BURLINGTON — Songbird populations have been declining in recent years due to threats to their nesting habitat. To help reverse that trend, the Bobolink Project uses community contributions to compensate farmers for adopting haying practices that protect nesting habitats of grassland birds.
One species of special concern is the bobolink, which in the past four decades has experienced a 75 percent decrease in population in the Northeast.

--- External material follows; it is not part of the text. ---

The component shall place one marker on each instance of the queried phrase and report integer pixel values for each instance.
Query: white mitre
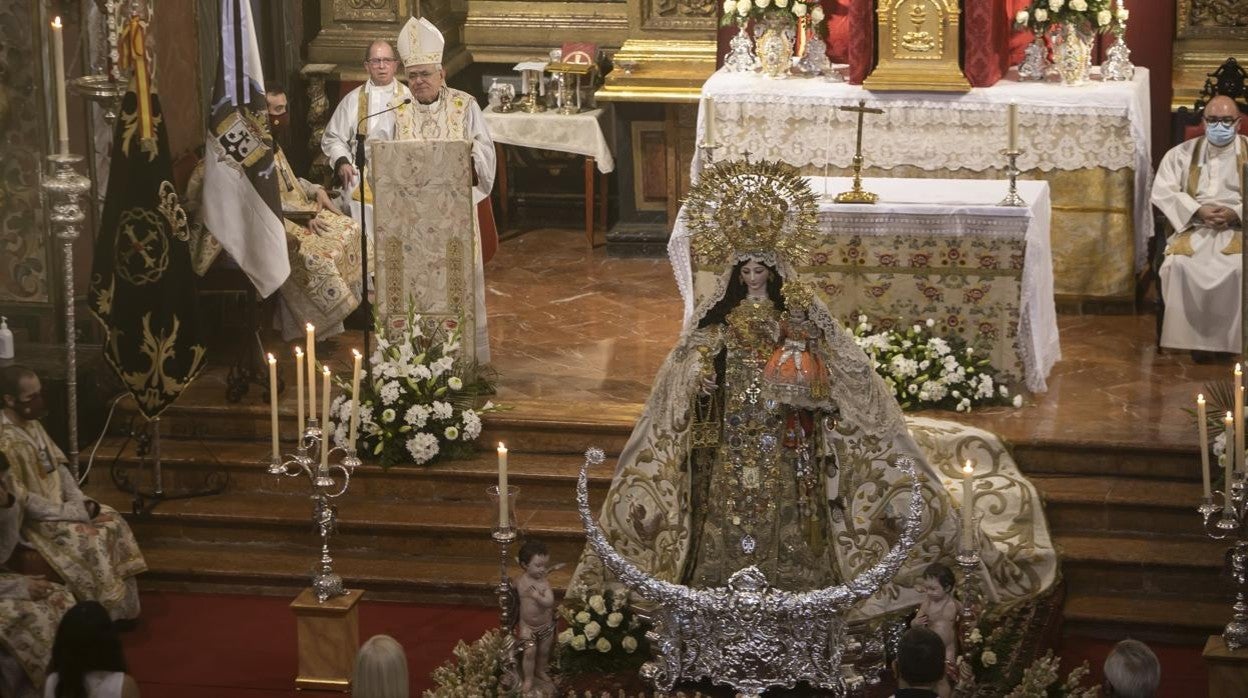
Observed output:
(421, 43)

Providing a financial incentive for farmers to delay mowing their hayfields until after the bobolink-nesting season ensures greater survival rates for bobolinks and other ground-nesting species including the Eastern meadowlark and savannah sparrow.
In 2013 the Bobolink Project, a collaborative effort of University of Vermont (UVM) Extension, UVM’s Rubenstein School of Environment and Natural Resources and the University of Connecticut (UConn), raised more than $31,000. The contributions helped protect nesting habitat on 200 acres of hayfields in Addison and Chittenden Counties.
The amount of acreage protected this year will depend on the number of pledges received by April 21. Anyone interested in contributing can learn more about the project and how to pledge at www.bobolinkproject.com.
Thanks to a U.S. Department of Agriculture grant that covers research and administrative costs, all of the money pledged by Vermonters goes directly to Vermont farms such as the Wagner Ranch, a third generation-owned and operated family farm in Bridport.
Owner Phil Wagner, who grows hay and corn for his beef operation, first heard about the Bobolink Project from a neighbor last year.
“It seemed like a way to make our farm more financially solvent as well as a good thing to do for the songbird population and the environment,” he says, “so we participated.” Wagner Ranch plans to do so again this upcoming season, along with a number of other farms in western Vermont that are home to critical nesting habitat for bobolinks and other migratory songbirds.
The Bobolink Project began in 2007 in Jamestown, R.I., as a way for residents to work together to protect habitat of the bobolinks that nest in the hayfields. It later was expanded beyond Jamestown into other parts of Rhode Island. Vermont became involved in 2011.